A stage for Future Applications
On 1st Jan 2020, Google blog post said, in turn, the inaccuracies in breast cancer scanning can lead to delays in detection and treatment, unnecessary stress for patients and a higher workload for radiologists who are already in short supply. An Artificial Intelligence (AI)-based Google model has left radiologists behind in spotting breast cancer by just scanning the X-ray results. In a ray of hope for those who have to go for breast cancer screening and even for healthy women who get false alarms during digital mammography. Reading mammograms is a difficult task, even for experts, and can often result in both false positives and false negatives.
Google informed, “In this evaluation, our system produced a 5.7 percent reduction of false positives in the US and a 1.2 percent reduction in the UK. It produced a 9.4 percent reduction in false negatives in the US and a 2.7 percent reduction in the UK.” Shravya Shetty, Technical Lead, Google Health said, “This sets the stage for future applications where the model could potentially support radiologists performing breast cancer screenings.”
Finding Regarding Breast Cancer
With over 42 million exams performed each year in the US and the UK combined. Digital mammography or X-ray imaging of the breast is the most common method to screen for breast cancer. Further, enlighten the situation, Daniel Tse, Product Manager, Google Health, said, “But despite the wide usage of digital mammography, spotting and diagnosing breast cancer early remains a challenge.” Google is constantly working colleagues at DeepMind, Cancer Research UK Imperial Centre, Northwestern University and Royal Surrey County Hospital to see if AI could support radiologists to spot the signs of breast cancer more accurately. The journal Nature published the findings regarding the same showed that AI could improve the detection of breast cancer.

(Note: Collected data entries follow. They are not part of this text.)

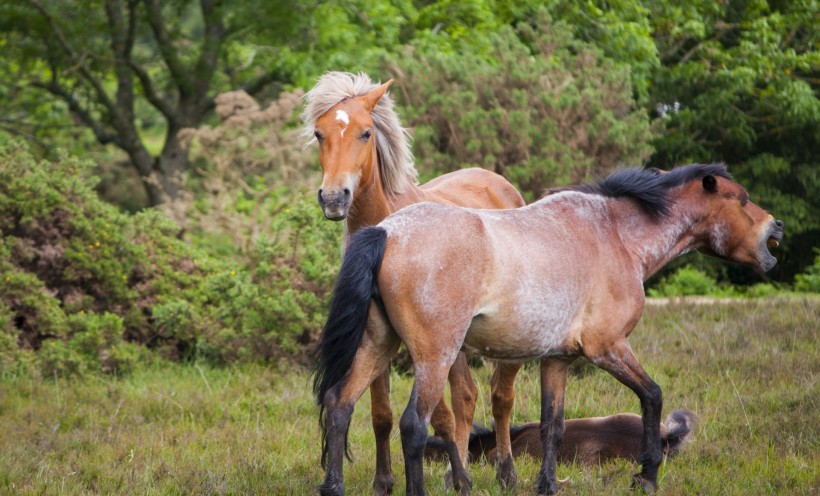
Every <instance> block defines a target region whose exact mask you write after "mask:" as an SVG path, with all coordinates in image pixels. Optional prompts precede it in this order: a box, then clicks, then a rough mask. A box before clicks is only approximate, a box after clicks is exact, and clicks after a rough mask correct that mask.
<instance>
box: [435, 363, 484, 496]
mask: <svg viewBox="0 0 820 496" xmlns="http://www.w3.org/2000/svg"><path fill="white" fill-rule="evenodd" d="M448 380H449V382H450V398H451V401H452V404H453V410H452V412H451V411H450V409H449V408H447V403H446V402H445V401H444V397H442V399H441V401H439V402H438V405H436V409H435V410H434V411H433V417H432V419H431V424H432V425H433V428H434V429H435V430H436V432H437V433H438V435H439V436H441V437H442V438H443V439H446V438H451V439H454V440H455V445H456V448H457V449H458V456H459V458H460V460H461V465H462V466H464V467H465V470H466V466H467V457H468V451H467V448H468V444H469V442H470V431H471V429H472V426H473V416H474V415H475V399H476V396H477V395H478V389H476V386H475V383H474V382H473V376H472V374H471V373H470V368H469V366H468V364H467V355H465V354H464V353H462V352H459V353H458V356H457V357H456V361H455V363H453V366H452V367H450V373H449V375H448ZM453 429H454V430H453ZM449 451H450V448H448V453H449ZM448 456H449V455H448ZM459 477H460V478H462V479H463V478H464V476H463V475H459ZM444 485H445V487H451V486H452V485H453V464H452V460H451V461H450V466H449V467H448V468H447V473H445V475H444Z"/></svg>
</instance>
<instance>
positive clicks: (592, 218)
mask: <svg viewBox="0 0 820 496" xmlns="http://www.w3.org/2000/svg"><path fill="white" fill-rule="evenodd" d="M782 236H783V223H782V222H781V221H778V220H775V219H774V218H773V217H772V216H771V215H769V214H768V213H766V212H765V211H764V210H763V209H761V208H760V207H758V206H757V205H755V204H754V203H752V202H751V201H750V200H749V196H748V194H747V193H746V191H745V190H744V189H743V188H742V187H741V186H740V185H738V184H737V183H734V182H733V181H732V180H731V176H729V174H728V173H727V172H726V168H725V166H723V165H722V164H712V165H698V164H694V165H689V166H683V167H679V168H676V169H673V170H672V171H670V172H666V173H657V172H653V171H644V170H640V169H626V170H622V171H618V172H616V173H614V174H612V175H610V176H609V177H608V178H607V179H605V180H604V181H602V182H600V183H598V184H593V185H587V186H581V187H577V188H573V189H567V190H563V191H560V192H557V193H554V194H551V195H548V196H546V197H544V198H542V199H541V200H539V201H537V202H535V203H533V204H532V205H529V206H526V207H523V208H518V209H514V210H495V211H494V210H473V209H463V208H455V207H449V206H444V205H436V204H432V203H423V204H417V205H412V206H410V207H407V208H405V209H403V210H401V211H399V212H397V213H395V214H393V215H392V216H390V217H389V218H387V219H386V220H385V221H383V222H382V223H381V224H379V226H377V227H372V228H367V229H362V230H361V231H359V232H358V233H356V235H355V236H353V238H352V239H351V242H350V245H349V246H348V251H347V253H346V254H345V257H344V261H343V262H342V268H341V271H340V274H339V278H338V280H337V283H336V288H335V293H334V297H333V300H332V302H331V310H330V314H329V316H328V320H327V323H326V325H325V328H324V330H323V332H322V336H321V338H320V341H319V347H318V356H317V364H316V377H315V382H314V385H315V392H316V397H317V400H318V401H319V402H320V403H321V406H322V408H321V409H320V418H322V421H323V422H324V424H325V426H326V428H327V431H326V437H325V438H324V439H323V445H324V449H325V450H330V452H331V453H341V452H342V451H343V450H344V447H345V436H346V432H347V427H348V424H349V420H350V414H351V412H352V409H353V405H354V403H355V402H356V401H357V400H358V398H359V397H360V396H361V394H362V392H363V391H364V390H365V389H366V388H367V387H368V386H369V384H370V383H371V382H372V380H373V378H374V377H376V376H378V375H379V374H381V373H383V372H384V370H385V369H386V367H387V364H388V363H389V360H390V357H391V356H392V355H393V354H394V353H395V351H396V349H397V348H398V346H399V344H400V343H401V342H404V344H405V346H406V347H407V349H408V351H409V353H410V355H411V357H412V358H413V363H414V368H415V381H414V385H413V390H412V394H411V397H410V401H409V404H408V406H407V408H406V410H405V411H404V414H403V415H402V417H401V421H400V424H399V426H400V430H401V439H402V449H403V451H404V459H405V469H406V470H405V475H406V478H407V492H408V494H424V477H423V471H422V465H423V463H422V457H423V453H424V445H425V441H426V439H427V425H428V423H429V421H430V418H431V415H432V412H433V409H434V407H435V405H436V403H438V401H439V400H440V398H441V396H442V392H443V389H444V383H445V380H446V378H447V373H448V371H449V369H450V366H451V365H452V363H453V362H454V361H455V359H456V356H457V355H458V352H459V350H461V349H462V348H463V349H465V350H467V351H471V352H474V353H479V354H481V355H484V356H487V357H489V358H493V359H499V360H508V361H523V360H528V359H533V358H537V359H540V360H541V441H542V448H543V455H544V457H543V461H542V465H541V470H540V472H539V477H538V491H539V493H545V494H553V493H555V491H557V489H558V486H557V482H556V478H555V466H556V463H557V453H558V447H559V444H560V441H561V435H562V433H563V429H564V420H563V400H564V387H565V384H566V376H567V368H568V367H569V365H570V364H571V363H572V362H573V361H574V360H575V359H576V358H577V357H579V356H584V357H586V358H587V359H589V360H590V361H591V362H592V363H594V364H595V365H597V366H598V367H601V368H602V369H604V370H606V371H607V372H609V373H610V374H612V375H613V376H614V377H615V378H616V379H618V380H619V381H620V382H622V383H623V384H625V385H626V386H627V387H629V388H630V389H631V390H632V391H633V392H635V394H636V395H637V396H638V398H639V400H640V404H641V412H642V418H643V431H644V432H643V437H642V440H641V454H640V462H641V472H640V473H639V474H636V475H635V476H634V478H633V481H634V483H635V484H636V485H638V486H642V487H643V488H644V489H646V490H654V489H655V488H656V487H657V472H658V467H659V465H660V463H661V460H662V449H661V437H660V418H661V407H662V396H661V389H660V387H659V386H658V385H657V384H656V383H655V382H654V381H652V379H651V378H650V377H649V375H647V373H646V372H645V371H644V369H643V368H642V367H641V365H640V364H639V363H638V360H637V359H636V358H635V355H634V354H633V352H632V349H631V348H630V346H629V343H628V342H627V337H628V336H629V334H630V333H631V332H632V330H633V329H634V327H635V325H636V324H637V322H638V320H639V319H640V316H641V313H642V311H643V306H644V301H645V300H644V289H643V282H644V281H645V280H646V279H647V278H648V277H650V276H651V275H652V274H654V273H655V272H656V271H657V270H658V269H660V268H661V267H662V266H663V265H664V264H666V263H667V262H668V261H670V260H671V259H673V258H675V257H676V256H678V255H680V254H682V253H684V252H687V251H690V250H698V251H701V252H703V253H705V254H708V255H713V256H716V257H719V258H722V259H724V260H728V261H733V262H738V263H742V264H746V265H748V266H751V267H753V268H754V269H756V270H758V271H760V272H765V271H767V270H769V269H771V268H772V267H773V266H774V265H775V263H776V262H777V261H776V259H775V258H774V257H773V256H772V255H771V253H769V251H768V247H772V246H777V244H778V243H779V240H780V239H781V238H782ZM371 299H375V300H376V301H377V304H376V305H370V302H371ZM365 324H367V325H365ZM324 410H326V415H324V416H322V415H323V414H324ZM504 456H511V455H510V454H509V453H505V454H504ZM339 473H340V467H339V466H331V465H329V466H328V474H329V475H330V476H332V477H335V476H337V475H338V474H339ZM453 476H454V477H458V476H461V474H456V472H455V467H454V474H453ZM465 477H466V474H465ZM460 482H462V483H463V484H462V486H461V487H462V491H469V480H468V479H466V478H465V479H462V480H461V481H460Z"/></svg>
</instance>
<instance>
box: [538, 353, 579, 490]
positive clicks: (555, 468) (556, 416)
mask: <svg viewBox="0 0 820 496" xmlns="http://www.w3.org/2000/svg"><path fill="white" fill-rule="evenodd" d="M571 363H572V360H566V359H558V358H545V359H543V360H541V446H542V449H543V453H544V457H543V459H542V461H541V470H540V472H539V473H538V494H555V493H556V492H558V481H557V480H556V476H555V470H556V467H557V465H558V448H559V446H560V445H561V438H562V437H563V435H564V390H565V388H566V384H567V368H568V367H569V365H570V364H571Z"/></svg>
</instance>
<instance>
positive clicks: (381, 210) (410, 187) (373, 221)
mask: <svg viewBox="0 0 820 496" xmlns="http://www.w3.org/2000/svg"><path fill="white" fill-rule="evenodd" d="M375 156H376V155H375V153H374V157H375ZM375 160H377V159H375V158H374V163H373V167H372V168H371V170H372V171H373V172H372V173H371V174H370V175H369V177H367V178H364V177H363V178H362V181H361V183H360V184H359V187H358V188H357V191H356V193H355V195H354V199H353V204H352V205H351V207H350V211H349V214H348V216H347V231H348V233H350V234H353V233H354V232H356V231H358V230H359V229H361V228H362V227H365V226H375V225H376V224H378V223H379V222H381V221H383V220H384V219H385V218H386V217H387V216H388V215H390V214H392V213H393V212H395V211H397V210H399V209H401V208H404V207H406V206H407V205H410V204H413V203H418V202H420V201H423V200H424V197H423V192H422V191H421V190H420V189H419V187H418V186H416V185H415V184H412V183H410V184H408V185H407V186H406V187H405V190H404V191H403V192H402V193H391V192H388V191H385V189H384V184H383V183H382V179H381V172H380V170H379V165H378V162H376V161H375Z"/></svg>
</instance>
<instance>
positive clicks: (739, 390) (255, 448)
mask: <svg viewBox="0 0 820 496" xmlns="http://www.w3.org/2000/svg"><path fill="white" fill-rule="evenodd" d="M818 320H820V298H817V297H805V296H804V297H801V298H785V299H773V300H767V299H764V300H756V301H751V302H733V303H730V304H725V305H724V304H720V305H689V304H687V303H674V302H672V303H670V304H667V305H647V308H646V309H645V311H644V315H643V318H642V319H641V322H640V323H639V324H638V328H637V329H636V330H635V332H634V333H633V334H632V335H631V336H630V338H629V342H630V346H631V347H632V348H633V349H634V351H635V354H636V355H637V356H638V357H640V361H641V364H642V365H643V367H644V368H645V369H646V371H647V373H648V374H649V375H650V376H651V377H652V378H653V379H654V380H655V382H657V383H658V384H659V385H660V387H661V388H662V389H663V400H664V403H663V405H664V415H666V414H668V413H669V412H671V411H672V410H673V409H678V408H687V409H689V410H692V411H693V412H694V413H696V414H697V415H698V416H699V417H700V419H701V422H700V424H699V425H698V426H697V427H696V429H695V430H694V432H693V435H692V442H691V443H687V444H686V445H685V446H684V447H683V449H682V452H681V453H680V454H679V455H677V456H675V457H669V458H668V459H666V460H665V461H664V463H663V464H662V465H661V468H660V473H659V485H660V487H659V494H663V495H664V496H690V495H692V494H702V495H711V494H720V495H727V496H741V495H743V496H746V495H768V494H789V495H813V494H814V493H816V492H817V491H816V490H815V488H816V487H817V470H816V469H814V468H813V467H817V466H818V461H820V453H818V450H817V445H818V442H820V431H818V429H817V406H816V403H817V397H818V394H820V384H818V382H817V380H816V377H817V364H818V363H820V348H818V346H817V322H818ZM492 371H493V368H492V367H483V368H478V369H474V370H473V377H474V379H475V383H476V386H477V387H478V388H479V391H480V396H479V398H481V397H484V398H485V400H486V398H487V396H488V395H489V394H490V393H489V384H490V380H491V375H492ZM539 379H540V377H539V374H538V373H537V366H536V367H533V368H532V369H530V370H522V371H521V372H520V373H519V374H518V378H517V381H516V390H515V391H516V408H515V411H514V417H513V419H512V423H513V424H515V425H520V424H523V423H526V422H532V421H536V420H538V418H539V416H540V406H541V398H540V387H539ZM412 382H413V381H412V378H411V377H405V376H401V375H398V374H396V373H394V374H393V376H392V377H391V381H390V384H391V394H390V399H391V403H392V406H393V412H394V415H398V414H399V412H401V411H402V409H403V408H404V407H405V406H406V404H407V399H408V398H409V397H410V394H411V389H412V385H413V384H412ZM0 394H2V397H3V402H2V403H0V454H2V456H0V493H2V494H57V493H59V494H66V495H79V494H89V493H91V494H101V493H105V494H129V495H130V494H157V495H172V494H214V493H219V494H247V495H258V494H272V495H303V494H313V493H315V491H316V485H317V484H319V483H320V482H321V480H322V477H323V476H324V470H323V469H322V466H321V464H320V463H319V432H318V429H317V428H316V414H317V408H316V405H315V401H314V398H313V396H312V395H311V392H310V383H309V378H308V377H307V374H306V373H305V372H304V371H303V370H301V369H299V368H294V367H277V366H271V365H269V364H267V365H256V364H236V365H234V366H231V367H218V368H212V367H208V366H206V365H204V364H201V365H200V364H197V365H194V366H191V365H187V364H183V365H179V364H168V363H164V364H157V365H155V366H152V367H147V368H144V369H142V370H136V371H135V372H134V373H132V374H130V375H128V376H126V377H93V376H91V377H87V378H84V379H82V380H77V379H75V378H71V379H63V378H57V379H54V378H52V377H46V378H43V379H37V378H31V377H29V376H24V375H23V376H14V375H7V376H5V377H2V378H0ZM369 402H370V398H369V395H367V394H365V395H364V396H363V397H362V398H361V399H360V400H359V404H358V405H357V406H356V409H355V412H354V414H353V417H352V420H351V426H350V447H351V450H352V453H353V457H354V461H355V463H345V484H346V487H347V491H348V493H349V494H364V493H369V492H371V486H372V482H373V470H374V468H373V467H374V463H373V453H374V452H375V448H374V438H373V429H372V425H371V418H370V408H369ZM478 404H479V407H478V408H477V409H476V418H475V420H476V422H478V423H480V424H483V425H490V422H491V421H492V418H491V409H490V408H488V407H485V408H482V406H481V405H486V403H484V402H483V401H481V400H479V403H478ZM565 405H566V409H565V412H566V418H568V419H571V418H578V417H593V416H602V415H612V414H614V413H619V412H634V413H640V404H639V402H638V400H637V397H636V396H635V395H634V394H633V393H632V392H630V391H629V390H628V389H627V388H626V387H624V386H623V385H622V384H620V383H619V382H618V381H616V380H615V379H614V378H612V377H611V376H610V375H609V374H607V373H605V372H603V371H601V370H599V369H597V368H595V367H594V366H591V372H590V373H589V374H586V375H585V376H583V377H578V376H575V375H573V374H570V376H569V377H568V380H567V387H566V400H565ZM394 432H395V426H394ZM390 441H391V442H390V445H391V446H390V448H391V451H392V453H394V454H395V453H400V452H401V439H400V436H398V435H393V436H391V440H390ZM100 460H106V463H100ZM515 465H516V469H517V471H518V474H519V483H518V485H517V486H516V487H513V488H506V489H505V488H502V487H501V486H500V485H499V483H498V482H497V481H496V480H495V465H494V464H492V463H488V462H484V461H481V462H478V463H471V464H470V465H469V467H468V470H469V473H470V476H471V477H472V479H473V493H475V494H482V495H487V494H504V495H508V496H519V495H521V496H524V495H526V496H531V495H532V494H534V493H535V490H536V489H535V484H536V480H537V478H538V470H539V468H540V460H535V459H533V458H530V457H521V458H516V460H515ZM392 468H393V471H394V477H395V479H396V487H395V488H394V490H393V491H394V493H397V494H403V493H404V489H405V488H404V464H403V463H402V459H401V457H399V456H394V457H393V460H392ZM446 470H447V464H446V462H443V463H442V462H438V463H425V471H424V473H425V481H426V483H427V488H428V494H430V495H431V496H439V495H442V496H451V495H452V494H453V490H452V489H451V488H450V489H447V488H445V485H444V482H443V476H444V473H445V471H446ZM637 470H638V463H637V462H633V461H623V460H622V461H617V462H608V463H606V464H603V465H600V466H582V465H579V464H563V463H562V464H559V466H558V477H560V478H561V479H566V478H570V479H571V483H567V484H566V485H564V486H563V487H562V488H561V493H562V494H569V495H589V496H595V495H602V494H608V495H609V494H612V495H633V494H635V490H634V489H631V488H630V482H631V475H632V474H634V473H636V471H637ZM68 474H71V475H68ZM57 488H59V491H58V490H57Z"/></svg>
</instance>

Google’s AI Model Stands for the Solution
Google developed an AI model that was trained to see if it could learn to spot signs of breast cancer in the scans and tuned on a representative data set comprised of de-identified mammograms from more than 76,000 women in the UK and more than 15,000 women in the US. The model was then evaluated on a separate de-identified data set of more than 25,000 women in the UK and over 3,000 women in the US. Google informed, “In this evaluation, our system produced a 5.7 percent reduction of false positives in the US and a 1.2 percent reduction in the UK. It produced a 9.4 percent reduction in false negatives in the US and a 2.7 percent reduction in the UK.” The researchers then trained the AI model only on the data from the women in the UK and then evaluated it on the data set from women in the US.